In his State of the Union address, President Barack Obama joined a growing chorus of voices demanding that the national minimum wage be raised. Tuesday, Senator Tom Harkin (D-IA) and Representative George Miller (D-Calif.) announced they will introduce the Fair Minimum Wage Act of 2013.

Miller said:

Right now, tens of millions of Americans are working hard stocking shelves. They’re working the line at a fast food restaurant and cleaning bathrooms in a downtown office building.

They work full-time. Some work two or three part-time jobs. They play by the rules. They contribute.

And yet? They still live in poverty.

And they are falling behind because their paychecks aren’t keeping up. Today, 40 percent of Americans make less than what the minimum wage was worth in 1968. This is immoral. And it is economically dangerous. Income inequality threatens the economic security of working families and the strength of our nation. That’s why we are here today – workers and business leaders alike – to say that it’s time for ten-ten.

It’s time for ten-ten because raising the minimum wage to ten dollars and ten cents an hour will put more money in workers’ pockets and more green in the tills of businesses across the country. It’s time for ten-ten because that bigger paycheck will go right back into the economy – back into local small businesses that are always looking for new customers. It’s time for ten-ten because we know businesses can afford to raise the minimum wage.

According to the National Employment Law Project (NELP), the bill would:

  • Raise the federal minimum wage to $10.10 by 2015, in three steps of 95 cents each.
  • Adjust the minimum wage each year to keep pace with the rising cost of living starting in 2016–a key policy reform known as “indexing,” which ten states are already using to prevent the minimum wage from falling in value each year.
  • Raise the minimum wage for tipped workers–which has been frozen at a meager $2.13 per hour for more than twenty years–to 70% of the minimum wage.

The AFL-CIO Executive Council issued a statement last week calling for a high-wage strategy to boost the economy that includes restoring the minimum wage to its historical value, something this bill does, according to its sponsors and supporters. Nearly 200 other organizations have already signed on in support of the bill.

NELP says that the benefits of the bill will be widespread, as 30 million workers will get a raise. Since consumer spending accounts for 70% of U.S. economic activity, the Economic Policy Institute says raising the minimum wage to $10.10 will boost consumer demand and could generate $32 billion in new economic activity and 140,000 new full-time jobs.

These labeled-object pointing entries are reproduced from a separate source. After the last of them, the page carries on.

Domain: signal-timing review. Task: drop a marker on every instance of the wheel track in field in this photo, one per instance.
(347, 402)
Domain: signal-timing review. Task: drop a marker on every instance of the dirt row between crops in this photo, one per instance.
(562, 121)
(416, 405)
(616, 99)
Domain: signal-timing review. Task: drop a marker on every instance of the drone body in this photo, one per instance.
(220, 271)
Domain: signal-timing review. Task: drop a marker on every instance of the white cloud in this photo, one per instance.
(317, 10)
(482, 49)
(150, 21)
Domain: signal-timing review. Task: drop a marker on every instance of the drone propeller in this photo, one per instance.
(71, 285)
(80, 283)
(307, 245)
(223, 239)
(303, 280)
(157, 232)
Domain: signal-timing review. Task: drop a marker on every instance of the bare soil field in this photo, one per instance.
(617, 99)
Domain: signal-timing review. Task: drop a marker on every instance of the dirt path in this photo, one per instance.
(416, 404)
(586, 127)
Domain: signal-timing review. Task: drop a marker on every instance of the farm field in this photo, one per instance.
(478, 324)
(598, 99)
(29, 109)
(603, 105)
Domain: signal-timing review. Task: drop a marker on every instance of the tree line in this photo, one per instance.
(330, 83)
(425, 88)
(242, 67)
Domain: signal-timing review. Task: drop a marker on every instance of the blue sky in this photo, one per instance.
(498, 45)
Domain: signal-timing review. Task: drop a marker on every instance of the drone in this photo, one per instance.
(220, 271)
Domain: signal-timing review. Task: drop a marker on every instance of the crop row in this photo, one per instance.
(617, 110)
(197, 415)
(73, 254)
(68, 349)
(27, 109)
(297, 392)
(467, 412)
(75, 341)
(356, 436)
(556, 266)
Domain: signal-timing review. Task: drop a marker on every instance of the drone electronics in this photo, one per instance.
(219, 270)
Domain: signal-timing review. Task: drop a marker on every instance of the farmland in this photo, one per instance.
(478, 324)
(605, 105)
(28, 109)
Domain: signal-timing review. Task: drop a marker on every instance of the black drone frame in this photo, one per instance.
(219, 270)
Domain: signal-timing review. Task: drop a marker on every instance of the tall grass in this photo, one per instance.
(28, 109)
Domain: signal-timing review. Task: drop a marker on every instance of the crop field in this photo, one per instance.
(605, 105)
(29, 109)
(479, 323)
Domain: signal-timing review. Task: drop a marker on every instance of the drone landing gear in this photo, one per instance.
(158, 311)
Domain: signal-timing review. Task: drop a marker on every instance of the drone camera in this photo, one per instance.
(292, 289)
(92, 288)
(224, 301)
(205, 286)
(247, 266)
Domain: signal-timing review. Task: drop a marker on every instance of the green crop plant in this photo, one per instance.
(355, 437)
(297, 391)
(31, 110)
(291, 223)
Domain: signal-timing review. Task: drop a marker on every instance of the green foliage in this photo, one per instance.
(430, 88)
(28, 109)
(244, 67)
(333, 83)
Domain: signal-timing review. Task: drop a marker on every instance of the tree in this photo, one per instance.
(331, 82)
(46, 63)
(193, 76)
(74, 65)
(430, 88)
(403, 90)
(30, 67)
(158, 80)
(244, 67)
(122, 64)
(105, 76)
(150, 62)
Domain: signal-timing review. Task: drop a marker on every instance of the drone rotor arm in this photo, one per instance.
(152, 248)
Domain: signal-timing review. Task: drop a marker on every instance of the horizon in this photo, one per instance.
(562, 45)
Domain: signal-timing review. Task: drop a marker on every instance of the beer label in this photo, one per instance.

Despite Republican and corporate interests constantly saying that increasing the minimum wage will negatively affect jobs, a recent report from the Center for Economic and Policy Research (CEPR) shows that raising the minimum wage does not increase unemployment. The review of more than a decade of scientific research found that businesses see offsets in any negative impacts that negate any harm on employment through reductions in labor turnover, improvements in organizational efficiency, wage compression and small price increases that customers are willing to pay, among other factors.